Von Dekan Monsignore Richard Distler

Dem Jahreswechsel begegnen die einen mit euphorischen Gefühlen, andere sehen ihn eher nüchtern und pragmatisch. Irgendwie wird man ja in der Nacht von Silvester zum Neujahr nicht um ein Jahr, sondern nur um einen Tag älter

wie jeden Tag auch. Gibt es vielleicht doch keinen Grund, in einen besonderen Jubel auszubrechen und diesen durch Krach, Lärm und Raketen noch zu steigern? Was also ist denn beim Jahreswechsel eigentlich angesagt: Betäubung oder doch Besinnung? Eines ist wohl gewiss: Beim Jahreswechsel spüren wir besonders stark die Ungewissheit und die Unsicherheit unserer eigenen Zukunft, aber auch die von geliebten Mitmenschen. Keiner von uns weiß sicher, ob er auch das Ende des neuen Jahres noch erlebt. "Unsicher sind die Berechnungen der Irdischen", so heißt es schon im Alten Testament. Tatsächlich bewegt sich unser Leben auf einem dünnen Eis, Einbrüche nicht ausgeschlossen.

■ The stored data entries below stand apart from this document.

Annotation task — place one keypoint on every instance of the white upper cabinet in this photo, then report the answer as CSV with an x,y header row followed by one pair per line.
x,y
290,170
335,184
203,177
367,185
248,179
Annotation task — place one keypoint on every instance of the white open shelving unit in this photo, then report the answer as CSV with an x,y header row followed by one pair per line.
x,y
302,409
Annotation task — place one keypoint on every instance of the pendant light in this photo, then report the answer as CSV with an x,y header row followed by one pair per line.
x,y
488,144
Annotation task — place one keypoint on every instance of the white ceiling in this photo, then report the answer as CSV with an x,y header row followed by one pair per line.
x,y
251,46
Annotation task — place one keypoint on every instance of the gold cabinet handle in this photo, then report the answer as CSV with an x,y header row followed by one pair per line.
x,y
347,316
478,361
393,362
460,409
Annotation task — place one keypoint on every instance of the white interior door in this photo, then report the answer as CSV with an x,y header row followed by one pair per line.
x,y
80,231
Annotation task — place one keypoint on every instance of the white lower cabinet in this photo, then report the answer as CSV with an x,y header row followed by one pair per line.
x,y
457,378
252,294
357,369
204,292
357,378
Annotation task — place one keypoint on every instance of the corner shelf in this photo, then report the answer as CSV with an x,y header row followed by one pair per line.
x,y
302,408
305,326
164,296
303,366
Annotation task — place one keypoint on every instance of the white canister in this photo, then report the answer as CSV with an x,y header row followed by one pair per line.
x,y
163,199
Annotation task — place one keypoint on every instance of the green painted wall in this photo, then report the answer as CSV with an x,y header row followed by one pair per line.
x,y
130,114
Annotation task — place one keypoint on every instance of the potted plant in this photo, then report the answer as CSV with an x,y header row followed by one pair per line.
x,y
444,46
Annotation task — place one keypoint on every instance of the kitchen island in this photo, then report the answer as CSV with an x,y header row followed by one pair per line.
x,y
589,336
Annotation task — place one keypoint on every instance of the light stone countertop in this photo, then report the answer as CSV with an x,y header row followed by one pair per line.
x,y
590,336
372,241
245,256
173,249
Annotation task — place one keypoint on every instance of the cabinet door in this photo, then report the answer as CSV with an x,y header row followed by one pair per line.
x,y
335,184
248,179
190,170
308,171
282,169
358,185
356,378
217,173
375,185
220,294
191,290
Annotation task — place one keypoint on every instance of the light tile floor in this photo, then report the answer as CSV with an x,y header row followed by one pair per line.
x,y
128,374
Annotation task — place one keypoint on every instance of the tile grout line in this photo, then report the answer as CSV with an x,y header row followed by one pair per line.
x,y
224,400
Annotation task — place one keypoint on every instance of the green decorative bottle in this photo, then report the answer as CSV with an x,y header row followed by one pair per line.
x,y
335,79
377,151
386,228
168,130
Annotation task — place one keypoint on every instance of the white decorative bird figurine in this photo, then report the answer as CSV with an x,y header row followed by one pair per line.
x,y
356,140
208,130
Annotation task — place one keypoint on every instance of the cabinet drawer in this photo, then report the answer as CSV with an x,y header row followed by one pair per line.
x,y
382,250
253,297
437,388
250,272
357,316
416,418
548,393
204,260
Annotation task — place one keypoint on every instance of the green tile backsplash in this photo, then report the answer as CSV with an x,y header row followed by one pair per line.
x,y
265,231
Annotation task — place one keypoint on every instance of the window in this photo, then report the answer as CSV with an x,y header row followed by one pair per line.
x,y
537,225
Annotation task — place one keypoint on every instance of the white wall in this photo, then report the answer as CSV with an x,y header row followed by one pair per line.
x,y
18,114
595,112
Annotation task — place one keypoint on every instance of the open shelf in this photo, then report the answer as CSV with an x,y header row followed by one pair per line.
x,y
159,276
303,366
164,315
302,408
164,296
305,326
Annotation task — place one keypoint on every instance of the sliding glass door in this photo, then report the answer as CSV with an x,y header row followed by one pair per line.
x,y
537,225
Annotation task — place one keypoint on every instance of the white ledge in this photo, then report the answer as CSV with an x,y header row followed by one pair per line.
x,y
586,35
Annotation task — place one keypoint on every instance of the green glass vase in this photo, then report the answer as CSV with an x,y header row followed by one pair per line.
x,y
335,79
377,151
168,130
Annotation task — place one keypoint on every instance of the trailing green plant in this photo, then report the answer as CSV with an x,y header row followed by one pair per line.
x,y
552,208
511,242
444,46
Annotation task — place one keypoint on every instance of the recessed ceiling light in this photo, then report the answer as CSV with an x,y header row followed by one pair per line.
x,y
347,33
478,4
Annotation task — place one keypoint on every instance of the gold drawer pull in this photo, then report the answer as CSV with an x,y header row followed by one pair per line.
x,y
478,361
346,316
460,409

Krankheiten, Unfälle, Rückschläge, Niederlagen: Das Leben ist manchmal grausam und birgt viele Risiken sich. Aber was tun im Blick auf die Ungewissheit und Unsicherheit der Zukunft?

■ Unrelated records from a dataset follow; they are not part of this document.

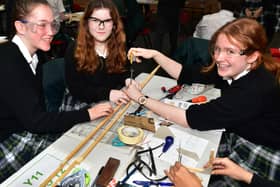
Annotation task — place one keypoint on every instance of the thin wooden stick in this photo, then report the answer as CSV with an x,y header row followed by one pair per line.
x,y
92,145
98,139
78,147
195,170
143,84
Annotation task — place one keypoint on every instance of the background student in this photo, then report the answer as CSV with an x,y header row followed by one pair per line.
x,y
96,65
182,177
26,128
249,82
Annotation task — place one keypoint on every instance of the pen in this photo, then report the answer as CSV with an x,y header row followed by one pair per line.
x,y
148,183
154,169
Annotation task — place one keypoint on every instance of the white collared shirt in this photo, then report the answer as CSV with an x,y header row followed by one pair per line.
x,y
31,60
243,73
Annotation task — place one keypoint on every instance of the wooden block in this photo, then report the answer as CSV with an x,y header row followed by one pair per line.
x,y
107,172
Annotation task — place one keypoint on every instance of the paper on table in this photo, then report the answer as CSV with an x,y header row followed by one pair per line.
x,y
192,146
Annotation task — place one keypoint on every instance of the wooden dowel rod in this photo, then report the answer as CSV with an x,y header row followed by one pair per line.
x,y
84,155
78,147
92,145
194,169
143,84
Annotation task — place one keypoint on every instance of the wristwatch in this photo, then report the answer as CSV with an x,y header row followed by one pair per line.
x,y
142,99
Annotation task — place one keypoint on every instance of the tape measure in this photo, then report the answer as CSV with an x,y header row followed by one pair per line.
x,y
130,135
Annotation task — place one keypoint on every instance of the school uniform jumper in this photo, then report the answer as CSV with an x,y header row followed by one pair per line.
x,y
24,121
249,111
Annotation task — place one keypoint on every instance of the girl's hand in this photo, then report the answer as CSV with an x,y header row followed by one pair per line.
x,y
118,97
181,177
141,52
132,81
224,166
100,110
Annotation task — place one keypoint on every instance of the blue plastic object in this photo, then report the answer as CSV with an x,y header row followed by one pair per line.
x,y
169,140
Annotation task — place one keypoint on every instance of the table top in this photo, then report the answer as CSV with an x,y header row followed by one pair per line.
x,y
46,162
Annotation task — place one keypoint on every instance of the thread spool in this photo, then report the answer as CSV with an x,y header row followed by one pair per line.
x,y
130,135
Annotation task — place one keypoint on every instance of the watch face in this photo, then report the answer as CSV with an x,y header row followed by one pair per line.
x,y
142,100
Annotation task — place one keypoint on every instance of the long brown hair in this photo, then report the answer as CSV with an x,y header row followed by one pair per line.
x,y
85,54
251,35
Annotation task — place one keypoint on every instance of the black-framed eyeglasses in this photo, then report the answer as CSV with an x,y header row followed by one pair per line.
x,y
229,52
147,166
99,22
43,25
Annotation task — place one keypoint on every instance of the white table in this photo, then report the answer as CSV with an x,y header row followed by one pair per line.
x,y
38,169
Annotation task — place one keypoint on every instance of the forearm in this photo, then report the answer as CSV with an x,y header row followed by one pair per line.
x,y
168,112
172,67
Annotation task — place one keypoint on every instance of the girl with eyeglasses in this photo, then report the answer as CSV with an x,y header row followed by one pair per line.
x,y
96,64
26,128
250,96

Manche zelebrieren den Lärm, die Ablenkung oder die Betäubung. So ähnlich machte man es in früheren Zeiten, als die Welt noch voller Geister und Dämonen war. Aber je mehr man Krach machte, umso größer war wohl auch die Angst. Diese Variante des Jahreswechsels vertreibt jedoch auch heute nicht das Ungewisse und Bedrohliche der Zukunft. Und nochmals: Aber was dann tun im Blick auf alles Ungewisse? Was rät uns da der Glaube? In einem Lied aus dem Gotteslob Nr. 157 von Jochen Klepper heißt es: "Der allein der Ewige heißt und Anfang, Ziel und Mitte weist im Fluge unserer Zeiten. Bleib du uns gnädig zugewandt und führe uns an deiner Hand, damit wir sicher schreiten". Da wird uns also nicht zur Betäubung, sondern zur Besinnlichkeit geraten. Da wird uns geraten, unsere unsichere und brüchige menschliche Existenz in Gott festzumachen.

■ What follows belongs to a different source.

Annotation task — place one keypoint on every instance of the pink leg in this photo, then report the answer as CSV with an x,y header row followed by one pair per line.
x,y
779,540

Verfällt nicht ein Mensch in eine falsche Selbstsicherheit, der sich von einem Jahr ins andere treiben lässt, ohne je einmal innezuhalten? Da rennt man dahin und dorthin und man muss fast überall gewesen sein. Nach außen hin gibt man eine gewisse "Coolness" vor. Wie aber sieht es im Inneren aus? Darauf gibt das 5.Kapitel aus dem Jakobusbrief eine nüchterne Antwort: "Ihr, die ihr Handel treibt, Reisen und Gewinne macht. Ihr wisst doch nicht, was morgen sein wird. Rauch seid ihr, den man eine Weile sieht und dann verschwindet er. Sagt lieber, wenn der Herr es will, werden wir leben". Aus diesen Zeilen spricht die Demut und Bescheidenheit eines gläubigen Menschen, der weiß: In diesem Leben gibt es keine totale Sicherheiten, Absicherungen oder Lebensversicherungen. Letztlich sind wir nicht einmal die Herren unseres Lebens, wenn wir es nicht an einem andern, an Gott festmachen. Solche Einsicht macht uns bescheiden und demütig, Sie gibt unserem Leben Format und vor allem eine größere Tiefe. "Diese Einsicht und dieser kleine und entscheidende Vorbehalt", so sagt einmal Gert Otto, "unterscheidet den Weisen vom Toren und den nachdenklichen vom oberflächlichen Menschen". Wäre das nicht auch eine Art, den Jahreswechsel zwar nicht ausgelassen, aber doch etwas gelassener und doch mit innerer Freude und Zuversicht zu begehen?
30.12.12
Neumarkt: Betäubung oder Besinnung ?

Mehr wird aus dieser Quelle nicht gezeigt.